The findings provide the first evidence that sublingual desensitization produces allergy disease modification similar to subcutaneous desensitization, Dr. Hans-Jørgen Malling said during a poster presentation March 4 at the meeting.
"The data show sustained clinical efficacy when you stop treatment," said Dr. Malling, professor of medicine at the University of Copenhagen and chief of the allergy clinic at Gentofte Hospital in nearby Hellerup. "That is disease modifying. If there is no efficacy after you stop treatment, then this treatment will not be viable."
Although long-term efficacy is crucial, "up to now, it seems like sublingual is equivalent to subcutaneous," he said in an interview.
But Dr. Malling also cautioned that a major test will be the ability of sublingual desensitization to maintain allergy desensitization during a second year off treatment – results that will come during the fifth and final year of the study and will be available a year from now.
Prior reports from the current study documented the ability of the sublingual grass pollen pill to produce desensitization in adult patients during each of the 3 years of active treatment (J. Allergy Clin. Immunol. 2011;128:559-66).
During the first 3 years, the oral desensitization regimen led to progressively higher levels of symptom reduction each year, compared with placebo, a pattern that mimicked what typically occurs with subcutaneous desensitization.
The new results showed that during patients’ first year off active treatment, symptom relief showed a trend toward a small dip in efficacy (see box), compared with placebo, although patients also self reported a maintained, positive effect on their total quality of life scores.
During the first year off treatment, the average adjusted symptom score (the study’s primary end point) was 29% below the placebo level among 136 patients who both took the pill starting 2 months before the start of their allergy season and remained in the study. The symptom score was 23% below placebo among the 142 patients who took the pill starting 4 months before the start of their allergy season and remained in the study.
The study initially randomized 633 adult patients with grass pollen allergy at several European centers. Patients began receiving either the active desensitization tablet or placebo at 2 months or 4 months before the onset of their local grass pollen season, and continued daily treatment through the end of the local pollen season. They then resumed the same treatment schedule during the subsequent 2 years. By the end of the fourth year of the study, roughly two-thirds of the initially enrolled patients remained in the study.
The most common adverse effect during treatment was mouth pruritus, followed by throat irritation. All of the adverse effects were mild or moderate, and their incidence and severity steadily declined during the 3 years of active treatment.

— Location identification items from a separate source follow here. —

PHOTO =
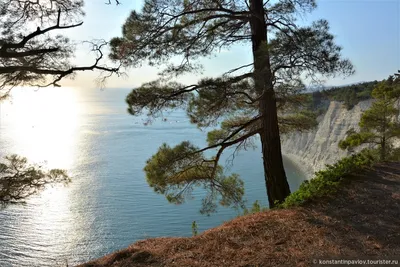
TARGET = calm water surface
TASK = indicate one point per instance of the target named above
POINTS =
(109, 204)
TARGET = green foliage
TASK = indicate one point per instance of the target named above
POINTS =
(165, 31)
(194, 228)
(19, 180)
(326, 182)
(378, 124)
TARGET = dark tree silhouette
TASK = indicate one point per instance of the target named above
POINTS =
(32, 50)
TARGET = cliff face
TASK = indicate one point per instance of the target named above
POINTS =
(314, 149)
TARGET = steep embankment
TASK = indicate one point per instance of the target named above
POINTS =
(361, 221)
(314, 149)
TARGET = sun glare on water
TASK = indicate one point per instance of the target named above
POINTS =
(42, 125)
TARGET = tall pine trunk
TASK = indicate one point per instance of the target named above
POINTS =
(274, 172)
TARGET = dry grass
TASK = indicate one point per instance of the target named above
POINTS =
(362, 219)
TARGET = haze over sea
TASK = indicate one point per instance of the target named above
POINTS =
(108, 205)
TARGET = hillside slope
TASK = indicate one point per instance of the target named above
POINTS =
(363, 219)
(313, 149)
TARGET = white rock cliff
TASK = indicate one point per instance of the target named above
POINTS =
(312, 150)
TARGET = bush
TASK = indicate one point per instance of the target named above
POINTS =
(326, 181)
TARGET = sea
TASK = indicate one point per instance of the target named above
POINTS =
(108, 205)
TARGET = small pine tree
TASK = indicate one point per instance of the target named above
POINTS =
(379, 124)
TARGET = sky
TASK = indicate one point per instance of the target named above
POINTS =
(368, 31)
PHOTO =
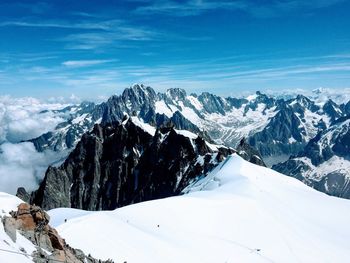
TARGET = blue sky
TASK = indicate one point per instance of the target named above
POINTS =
(97, 48)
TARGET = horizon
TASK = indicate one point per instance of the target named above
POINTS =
(58, 48)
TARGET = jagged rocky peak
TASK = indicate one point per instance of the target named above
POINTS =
(213, 104)
(324, 162)
(123, 163)
(250, 154)
(32, 222)
(139, 93)
(176, 94)
(332, 110)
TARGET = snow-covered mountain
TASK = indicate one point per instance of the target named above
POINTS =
(123, 163)
(324, 163)
(277, 128)
(26, 236)
(239, 213)
(269, 123)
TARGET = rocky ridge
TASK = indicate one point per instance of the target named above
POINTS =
(33, 223)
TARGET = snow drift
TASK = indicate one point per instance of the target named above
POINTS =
(242, 213)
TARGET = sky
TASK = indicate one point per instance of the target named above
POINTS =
(92, 49)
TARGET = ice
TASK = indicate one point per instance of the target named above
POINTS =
(240, 213)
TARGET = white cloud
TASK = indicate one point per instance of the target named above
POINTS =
(23, 119)
(22, 165)
(84, 63)
(26, 118)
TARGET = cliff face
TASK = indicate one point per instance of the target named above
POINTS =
(123, 163)
(33, 223)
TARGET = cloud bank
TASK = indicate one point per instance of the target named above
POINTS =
(20, 120)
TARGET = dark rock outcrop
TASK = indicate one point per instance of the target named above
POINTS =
(119, 164)
(249, 153)
(33, 223)
(333, 142)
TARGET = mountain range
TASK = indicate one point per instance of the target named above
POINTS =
(283, 130)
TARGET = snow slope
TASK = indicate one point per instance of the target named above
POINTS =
(243, 213)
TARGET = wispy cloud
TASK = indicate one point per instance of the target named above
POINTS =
(84, 63)
(258, 9)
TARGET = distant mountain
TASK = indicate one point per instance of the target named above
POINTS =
(118, 164)
(269, 124)
(240, 213)
(276, 128)
(324, 163)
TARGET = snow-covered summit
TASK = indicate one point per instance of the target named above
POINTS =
(242, 213)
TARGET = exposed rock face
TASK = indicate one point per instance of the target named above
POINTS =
(33, 223)
(248, 153)
(119, 164)
(325, 162)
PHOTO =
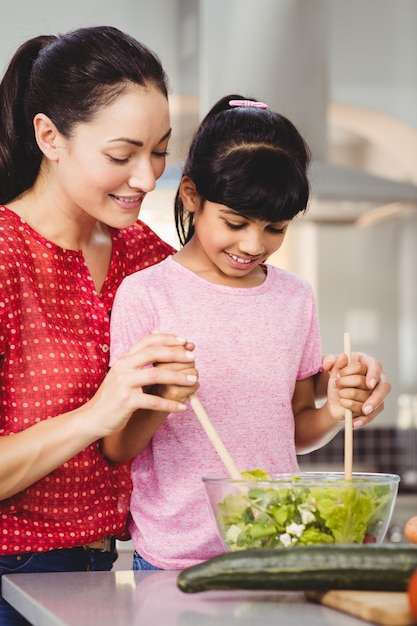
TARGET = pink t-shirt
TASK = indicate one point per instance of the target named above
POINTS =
(252, 345)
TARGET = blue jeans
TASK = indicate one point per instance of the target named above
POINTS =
(65, 560)
(139, 564)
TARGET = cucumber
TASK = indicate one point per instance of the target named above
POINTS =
(369, 567)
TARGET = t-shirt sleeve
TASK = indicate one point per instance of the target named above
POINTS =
(311, 360)
(129, 320)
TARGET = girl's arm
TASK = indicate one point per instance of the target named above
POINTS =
(27, 456)
(346, 389)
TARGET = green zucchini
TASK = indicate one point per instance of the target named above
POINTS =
(371, 567)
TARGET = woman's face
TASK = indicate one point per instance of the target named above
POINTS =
(110, 163)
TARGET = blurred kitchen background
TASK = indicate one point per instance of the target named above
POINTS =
(346, 74)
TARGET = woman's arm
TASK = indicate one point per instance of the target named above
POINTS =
(27, 456)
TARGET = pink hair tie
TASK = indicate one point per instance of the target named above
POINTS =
(248, 103)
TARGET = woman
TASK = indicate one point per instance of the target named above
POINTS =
(84, 134)
(84, 131)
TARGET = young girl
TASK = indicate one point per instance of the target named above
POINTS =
(254, 326)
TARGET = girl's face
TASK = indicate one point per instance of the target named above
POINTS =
(109, 164)
(232, 247)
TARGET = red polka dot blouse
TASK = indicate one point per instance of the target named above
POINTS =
(54, 350)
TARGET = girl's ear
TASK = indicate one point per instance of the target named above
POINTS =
(47, 136)
(189, 195)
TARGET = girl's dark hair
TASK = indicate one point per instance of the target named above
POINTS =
(69, 78)
(252, 160)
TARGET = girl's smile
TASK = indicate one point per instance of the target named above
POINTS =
(226, 247)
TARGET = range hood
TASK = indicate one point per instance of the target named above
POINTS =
(276, 50)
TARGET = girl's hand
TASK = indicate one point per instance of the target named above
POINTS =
(376, 381)
(347, 389)
(125, 388)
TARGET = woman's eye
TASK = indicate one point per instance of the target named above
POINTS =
(276, 231)
(234, 226)
(114, 160)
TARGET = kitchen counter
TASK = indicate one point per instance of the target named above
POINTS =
(127, 598)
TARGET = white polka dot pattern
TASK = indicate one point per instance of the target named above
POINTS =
(54, 350)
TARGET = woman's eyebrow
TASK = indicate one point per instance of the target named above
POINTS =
(138, 143)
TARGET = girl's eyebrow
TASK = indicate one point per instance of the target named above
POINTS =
(139, 143)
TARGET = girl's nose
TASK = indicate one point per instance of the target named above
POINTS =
(252, 243)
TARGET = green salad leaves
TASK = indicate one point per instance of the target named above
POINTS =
(262, 516)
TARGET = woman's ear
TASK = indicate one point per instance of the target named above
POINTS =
(47, 136)
(189, 195)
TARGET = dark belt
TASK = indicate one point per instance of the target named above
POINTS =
(106, 544)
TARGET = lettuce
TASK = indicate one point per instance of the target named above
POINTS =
(268, 517)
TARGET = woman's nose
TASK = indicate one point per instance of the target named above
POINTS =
(143, 177)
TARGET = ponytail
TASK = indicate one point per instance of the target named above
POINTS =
(20, 156)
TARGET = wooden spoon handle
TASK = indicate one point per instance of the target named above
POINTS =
(348, 423)
(214, 437)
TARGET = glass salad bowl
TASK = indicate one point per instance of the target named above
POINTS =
(285, 510)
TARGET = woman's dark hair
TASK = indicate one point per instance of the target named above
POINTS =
(252, 160)
(69, 78)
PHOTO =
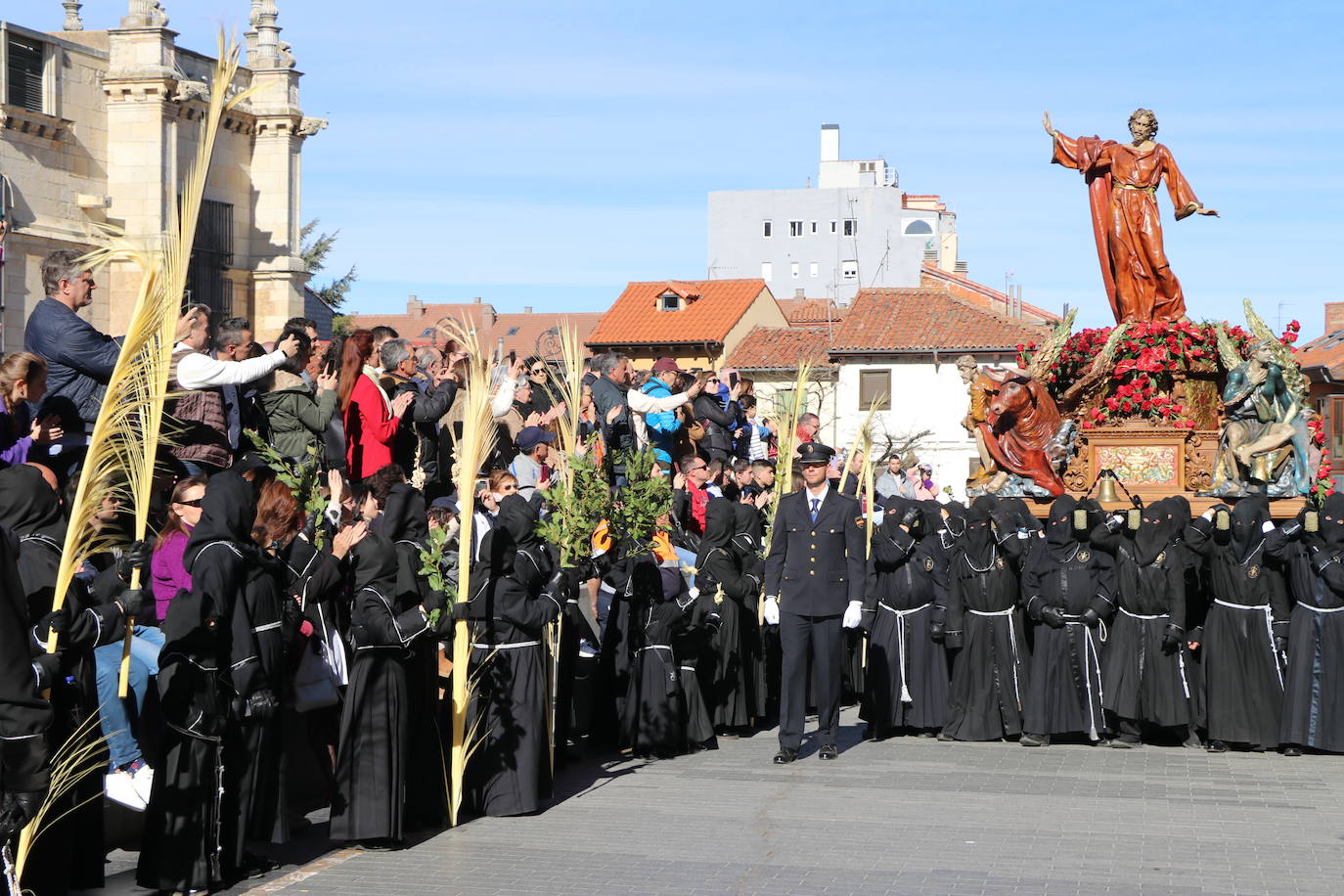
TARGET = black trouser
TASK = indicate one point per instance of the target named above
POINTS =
(822, 636)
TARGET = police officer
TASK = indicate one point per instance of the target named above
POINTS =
(813, 587)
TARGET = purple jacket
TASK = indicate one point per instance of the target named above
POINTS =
(167, 571)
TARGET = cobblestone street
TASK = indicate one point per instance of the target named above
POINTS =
(897, 817)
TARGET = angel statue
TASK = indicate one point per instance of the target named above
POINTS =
(1122, 180)
(1265, 432)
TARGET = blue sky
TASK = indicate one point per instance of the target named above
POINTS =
(545, 154)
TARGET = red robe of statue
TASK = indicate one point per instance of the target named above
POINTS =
(1122, 191)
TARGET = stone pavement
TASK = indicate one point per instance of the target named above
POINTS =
(897, 817)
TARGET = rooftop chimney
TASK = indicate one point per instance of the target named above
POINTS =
(829, 143)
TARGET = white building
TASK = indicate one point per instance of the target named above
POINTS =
(855, 229)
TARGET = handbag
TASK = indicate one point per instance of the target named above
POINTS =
(320, 673)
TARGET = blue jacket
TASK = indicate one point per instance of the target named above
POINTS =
(661, 425)
(79, 362)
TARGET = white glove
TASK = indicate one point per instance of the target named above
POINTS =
(852, 614)
(772, 611)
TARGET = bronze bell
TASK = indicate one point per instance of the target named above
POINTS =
(1106, 489)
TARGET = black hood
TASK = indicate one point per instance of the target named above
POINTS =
(1156, 529)
(746, 529)
(1249, 517)
(1059, 525)
(227, 514)
(1332, 522)
(403, 515)
(980, 536)
(28, 506)
(517, 516)
(718, 527)
(376, 564)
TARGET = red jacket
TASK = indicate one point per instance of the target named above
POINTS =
(370, 428)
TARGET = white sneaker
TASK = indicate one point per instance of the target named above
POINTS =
(143, 780)
(121, 787)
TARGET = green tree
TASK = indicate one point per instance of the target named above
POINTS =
(313, 251)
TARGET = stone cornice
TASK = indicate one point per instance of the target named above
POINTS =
(32, 124)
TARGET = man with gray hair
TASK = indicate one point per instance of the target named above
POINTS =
(417, 446)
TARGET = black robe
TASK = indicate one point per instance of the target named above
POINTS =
(654, 709)
(405, 525)
(227, 567)
(1314, 684)
(180, 849)
(70, 853)
(906, 681)
(510, 771)
(1243, 680)
(1066, 572)
(1143, 681)
(984, 621)
(722, 574)
(371, 758)
(24, 716)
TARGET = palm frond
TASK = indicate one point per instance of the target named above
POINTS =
(1050, 349)
(1293, 378)
(470, 453)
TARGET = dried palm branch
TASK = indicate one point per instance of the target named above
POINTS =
(1097, 374)
(1228, 353)
(471, 450)
(1293, 378)
(83, 754)
(119, 464)
(1050, 349)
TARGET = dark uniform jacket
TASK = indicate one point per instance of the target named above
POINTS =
(816, 568)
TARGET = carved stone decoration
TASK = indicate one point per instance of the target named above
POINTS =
(309, 126)
(146, 14)
(72, 21)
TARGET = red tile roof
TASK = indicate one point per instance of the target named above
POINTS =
(779, 348)
(924, 320)
(708, 312)
(1325, 352)
(805, 312)
(987, 297)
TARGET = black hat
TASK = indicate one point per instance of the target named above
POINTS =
(815, 453)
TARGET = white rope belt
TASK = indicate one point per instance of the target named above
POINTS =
(1269, 628)
(1012, 641)
(901, 644)
(1092, 666)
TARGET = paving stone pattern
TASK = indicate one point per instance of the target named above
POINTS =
(904, 816)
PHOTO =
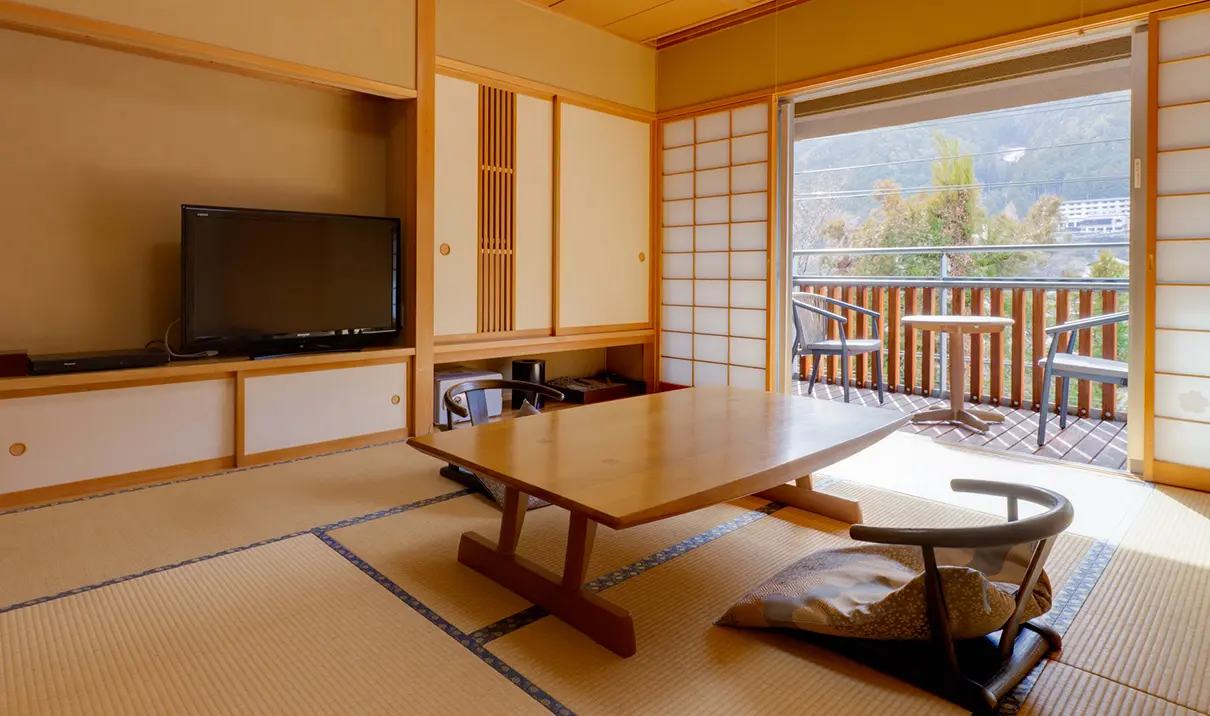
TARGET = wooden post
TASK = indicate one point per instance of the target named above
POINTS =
(1108, 350)
(893, 361)
(1038, 345)
(1084, 391)
(926, 336)
(975, 348)
(1018, 347)
(997, 350)
(909, 342)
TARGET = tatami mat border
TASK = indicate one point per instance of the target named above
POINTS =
(345, 523)
(513, 622)
(476, 648)
(179, 480)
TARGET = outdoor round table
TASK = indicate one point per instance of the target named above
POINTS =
(958, 325)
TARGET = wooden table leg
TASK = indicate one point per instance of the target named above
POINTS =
(563, 596)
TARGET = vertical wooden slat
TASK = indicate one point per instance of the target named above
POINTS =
(1084, 392)
(859, 331)
(910, 342)
(893, 328)
(1062, 304)
(1108, 350)
(1018, 369)
(927, 338)
(977, 295)
(997, 350)
(1038, 338)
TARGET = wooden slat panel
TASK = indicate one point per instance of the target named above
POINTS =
(1108, 350)
(1038, 345)
(893, 329)
(927, 338)
(1062, 304)
(1018, 369)
(910, 342)
(1084, 390)
(997, 350)
(977, 296)
(497, 215)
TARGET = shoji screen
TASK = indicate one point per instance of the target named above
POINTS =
(1180, 229)
(714, 261)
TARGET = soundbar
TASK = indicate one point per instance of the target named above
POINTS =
(97, 361)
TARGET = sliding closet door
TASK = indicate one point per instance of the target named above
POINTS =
(1179, 247)
(715, 249)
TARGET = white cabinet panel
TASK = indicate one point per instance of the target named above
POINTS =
(1183, 172)
(604, 219)
(1182, 397)
(1181, 127)
(535, 215)
(1182, 351)
(295, 409)
(1182, 261)
(1182, 217)
(455, 207)
(1183, 81)
(74, 437)
(1183, 443)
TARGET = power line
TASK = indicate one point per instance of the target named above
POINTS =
(978, 154)
(862, 192)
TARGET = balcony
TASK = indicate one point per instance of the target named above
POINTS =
(1001, 369)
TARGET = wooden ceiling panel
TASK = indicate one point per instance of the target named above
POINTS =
(660, 22)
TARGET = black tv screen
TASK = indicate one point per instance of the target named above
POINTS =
(275, 282)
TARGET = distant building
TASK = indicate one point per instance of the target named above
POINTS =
(1094, 217)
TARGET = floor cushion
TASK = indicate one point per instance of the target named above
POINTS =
(877, 592)
(494, 488)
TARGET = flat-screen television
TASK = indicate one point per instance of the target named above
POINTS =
(264, 282)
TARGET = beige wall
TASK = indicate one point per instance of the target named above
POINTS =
(526, 41)
(373, 39)
(827, 36)
(99, 150)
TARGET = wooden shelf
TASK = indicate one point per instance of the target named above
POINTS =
(185, 370)
(529, 346)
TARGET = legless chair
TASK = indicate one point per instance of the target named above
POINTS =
(811, 338)
(1067, 365)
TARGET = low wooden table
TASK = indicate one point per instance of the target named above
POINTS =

No patients in the study had an anaphylactic reaction, unlike what occurs with subcutaneous injections, which are know to cause anaphylaxis occasionally. The entire worldwide experience with the sublingual grass pollen tablet has so far resulted in six episodes of "doubtful" anaphylaxis, an experience that led Dr. Malling to declare that the sublingual tablet "is safer" than subcutaneous injections.
"For some patients, [sublingual] is probably optimal, while for others subcutaneous will be better," Dr. Malling said. Having both options available gives patients a choice of disease-modifying therapy. One advantage of the sublingual tablet is that it precludes the need for patients to travel to a physician’s office for regular injections, he noted, although being on a schedule of regular injections helps ensure compliance.
Stallergenes developed the sublingual tablet, and has marketed it as Oralair in Europe since 2009. The tablet contains pollen extracts from five grass types that are common throughout Europe.
A pivotal trial of the formulation is in progress in the United States, but has not yet progressed to the stage where patients have stopped active, seasonal treatment. Other companies are also conducting clinical trials to test the efficacy and safety of sublingual desensitization tablets for grass pollen and for other allergens. The new results reported by Dr. Malling and his associates are the first to report what happens once patients stop active, annual treatment.
The study was sponsored by Stallergenes, the company that markets the sublingual grass pollen tablet as Oralair. Dr. Malling said that he is a consultant to and has received research support from Stallergenes and from several other drug companies.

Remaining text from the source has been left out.